If your child has ever been coached by a negative coach, you have probably been tempted to fight fire with fire.
If he’s a yeller, you want to chew him out.
If he’s critical, you want to be critical about him being critical.
If he focuses more on the mistakes of the team than on the victories, you want to focus on his mistakes.
These tactics may work periodically, but more often than not, they will not produce the results that you want. The result that you desire is to make the coach less negative, and being negative back will probably not do that.
So what works when dealing with a negative person? Here’s a few suggestions:
Ask yourself if there is any truth in what they say. Negative people think they are just being realistic and might even have a good reason for their negativity. Filter through what they are saying and ask if there is any truth to it. If a coach is always pointing out the negative to your child, help your child filter through and discern if there is something there he can learn. If you don’t find anything valid in their negativity, then move on.
Fight Negativity with Positivity. If you know that your child’s coach is pounding negative stuff into your child, be sure that you are shoring him up with positive at home. He may come home, saying that the coach chewed the team out because they didn’t play hard enough or because they made so many mistakes, and you can “fight” back with remarks like: “Sounds like it was a rough practice. What good things happened?” Or “I’m sorry you had a rough day, but I’m proud of you for working hard! Hey, let’s go get some ice cream!”
If you retaliate with your own negative words about the coach, you are only enflaming the problem in your child’s head. Now Dad and the Coach are mad.
Attend Practices and Games. I’ve not been a huge advocate of parents attending practices all the time, but if your child is coming home with stories about a negative coach, then maybe your presence–with a few other parents–may help keep a coach in line. Then talk with your kids after: did coach act any different with the parents there? What did he do differently?
Help Your Child Keep Focused on the Right Things. My kids had numerous coaches that, in one way or another, were negative. We tried to help them re-focus–on their game, on their teammates, and on why they were playing. On more than one occasion, I’d say, “Don’t play for your coach, play for your team.” Coaches will come and go, but friends and love for the game will hopefully still be a factor when a new coach comes on the scene.
When Confronting. Although confronting negative coaches rarely works, if you approach them in a positive, non-accusatory way, you may be able to reach a solution. Instead of coming at them, accusing them of doing something wrong or being negative, try focusing on the problem that is actually affecting your child.
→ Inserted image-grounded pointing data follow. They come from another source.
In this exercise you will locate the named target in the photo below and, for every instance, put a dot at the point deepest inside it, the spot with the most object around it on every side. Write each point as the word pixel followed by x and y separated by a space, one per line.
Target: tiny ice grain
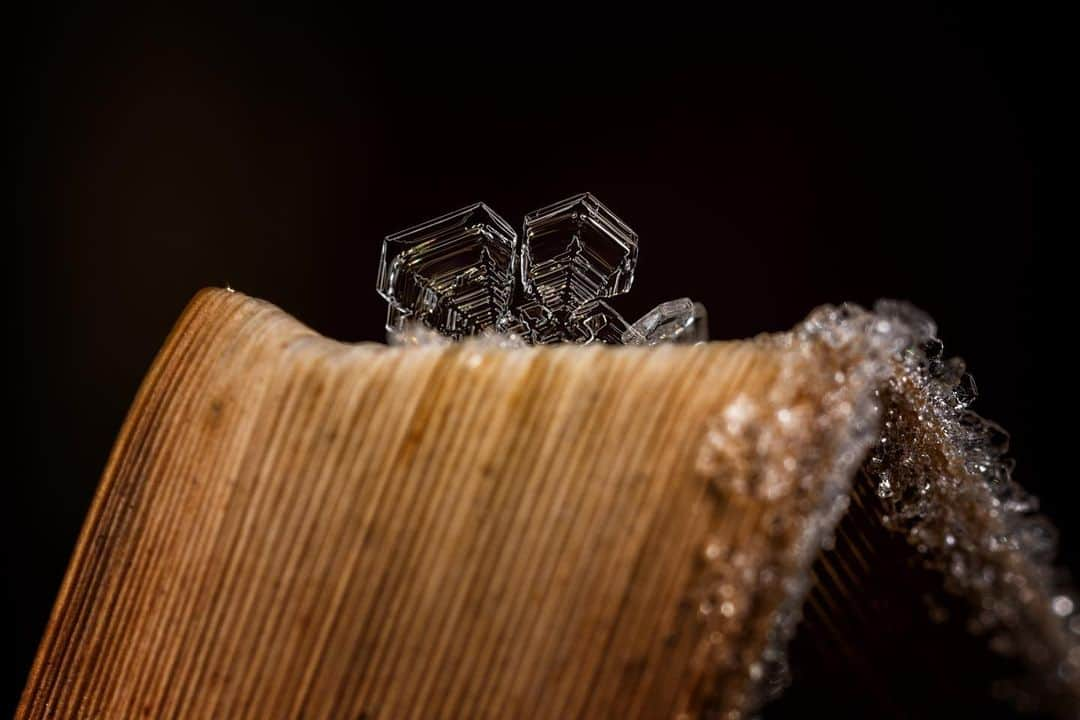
pixel 467 273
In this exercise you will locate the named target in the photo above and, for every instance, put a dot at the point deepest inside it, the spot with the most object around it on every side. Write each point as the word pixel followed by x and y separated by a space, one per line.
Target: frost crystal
pixel 466 274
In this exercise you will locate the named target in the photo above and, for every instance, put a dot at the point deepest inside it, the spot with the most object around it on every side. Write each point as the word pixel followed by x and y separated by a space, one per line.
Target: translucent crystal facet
pixel 675 321
pixel 464 273
pixel 576 250
pixel 454 273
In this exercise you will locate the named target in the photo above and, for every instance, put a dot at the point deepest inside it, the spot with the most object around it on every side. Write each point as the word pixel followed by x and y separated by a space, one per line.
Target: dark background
pixel 769 164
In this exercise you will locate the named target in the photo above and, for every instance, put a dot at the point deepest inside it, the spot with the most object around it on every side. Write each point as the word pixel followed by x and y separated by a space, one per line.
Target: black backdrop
pixel 769 164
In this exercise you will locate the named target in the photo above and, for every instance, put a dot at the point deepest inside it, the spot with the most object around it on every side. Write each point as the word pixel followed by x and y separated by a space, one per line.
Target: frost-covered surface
pixel 872 388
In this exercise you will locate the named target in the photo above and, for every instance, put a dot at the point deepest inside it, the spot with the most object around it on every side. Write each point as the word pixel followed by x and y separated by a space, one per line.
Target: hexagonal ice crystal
pixel 454 273
pixel 597 322
pixel 576 250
For instance, let’s say your child is struggling with his hitting and coach is expressing his disappointment to your child. The problem is not the coach being negative; the problem is that your child is struggling with his hitting. So maybe an approach like, “Hey Coach, my daughter is really struggling with her hitting right now, can you give us some ideas for helping her improve.” He should be doing that anyway, as a coach, but there are some coaches who really miss the boat and do not properly help kids better their skills. If nothing else, your question may help him realize that he’s been negligent in that area of coaching.
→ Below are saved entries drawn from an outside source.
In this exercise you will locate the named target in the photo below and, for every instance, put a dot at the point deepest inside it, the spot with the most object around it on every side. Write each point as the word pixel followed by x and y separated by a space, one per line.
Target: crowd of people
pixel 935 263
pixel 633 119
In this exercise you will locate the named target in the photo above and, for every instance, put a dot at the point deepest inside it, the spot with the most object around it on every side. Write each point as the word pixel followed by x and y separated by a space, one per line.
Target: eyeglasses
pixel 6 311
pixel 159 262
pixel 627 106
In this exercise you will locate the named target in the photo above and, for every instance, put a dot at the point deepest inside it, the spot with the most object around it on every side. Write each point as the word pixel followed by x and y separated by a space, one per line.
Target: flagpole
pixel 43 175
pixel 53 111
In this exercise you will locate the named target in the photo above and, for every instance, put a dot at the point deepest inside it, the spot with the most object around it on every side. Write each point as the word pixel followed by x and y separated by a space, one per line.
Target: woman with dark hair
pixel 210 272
Move On or Endure. As a parent, you must make the choice of whether to move on to another team because of the coach’s negativity, or to use it as an opportunity to teach your child some important lessons. There’s no one-size-fits-all answer on this one; it depends on how bad the coach is, how your child’s being affected: can it help him grow stronger? Or is it causing irreparable discouragement?
As easy as it is to blame others for the difficult season your child may be going through, the honest truth is that you, as the parent, have more to do with it than you may think. How you handle the coach and counteract his negativity could be the game-changer for your child.